Intentional Community and Long Term/End of life Care
An obvious benefit of living in an intentional community is social connection which has been shown to mitigate loneliness, depression, and the onset of dementia among other benefits.
But it can also be a path to greater resilience in the face of the health challenges associated with aging.
For example, a group of friends I know intend to buy and adapt a house with sufficient room to house themselves with provisions for privacy, and to house a permanent caregiver/housekeeper.
Absent a plan like this, a group of neighbors could compact to provide supervision and assistance if one of their members needed to bring in a home health care worker to provide needed care.
There are many other issues which the readings listed above will help you work through. But the point of this article is that the need for community has been successfully addressed by many, many people in North America and worldwide.

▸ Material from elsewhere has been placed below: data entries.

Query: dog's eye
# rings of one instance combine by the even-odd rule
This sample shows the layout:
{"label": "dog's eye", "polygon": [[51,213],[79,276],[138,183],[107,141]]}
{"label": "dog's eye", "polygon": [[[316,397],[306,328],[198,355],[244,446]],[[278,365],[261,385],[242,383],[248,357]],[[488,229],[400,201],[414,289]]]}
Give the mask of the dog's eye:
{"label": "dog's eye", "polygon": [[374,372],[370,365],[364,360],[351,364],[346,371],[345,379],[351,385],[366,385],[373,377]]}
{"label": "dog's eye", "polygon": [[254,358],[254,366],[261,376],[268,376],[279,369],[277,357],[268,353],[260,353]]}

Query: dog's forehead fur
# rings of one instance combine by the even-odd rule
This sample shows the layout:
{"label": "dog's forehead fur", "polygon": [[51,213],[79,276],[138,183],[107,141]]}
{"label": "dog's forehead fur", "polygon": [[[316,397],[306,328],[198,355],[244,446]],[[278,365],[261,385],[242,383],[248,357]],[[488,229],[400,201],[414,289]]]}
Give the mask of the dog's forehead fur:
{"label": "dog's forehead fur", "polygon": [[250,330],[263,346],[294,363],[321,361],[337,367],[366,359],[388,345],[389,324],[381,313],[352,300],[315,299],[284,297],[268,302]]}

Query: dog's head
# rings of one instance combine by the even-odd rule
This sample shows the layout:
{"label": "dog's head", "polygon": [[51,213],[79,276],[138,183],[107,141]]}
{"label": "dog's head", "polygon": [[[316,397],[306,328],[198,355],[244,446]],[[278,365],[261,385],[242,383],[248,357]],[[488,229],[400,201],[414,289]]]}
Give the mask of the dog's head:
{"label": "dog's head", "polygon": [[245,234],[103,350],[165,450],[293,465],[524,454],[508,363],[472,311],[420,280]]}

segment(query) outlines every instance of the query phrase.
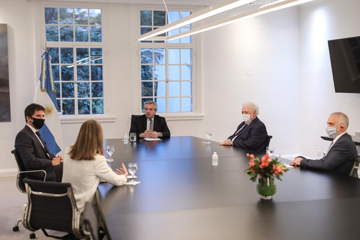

There are helpful guidelines to make success more likely. It takes work, flexibility and a willingness to embrace a new way of living, but we expats living in Cuenca, far from family and the support systems common to our home countries, have an even higher need for the benefits that can come from the effort.
Moreover, we have already demonstrated an ability to embrace the new simply by being here!
Above all, be patient, hopeful and keep the end in mind: living more resiliently in community.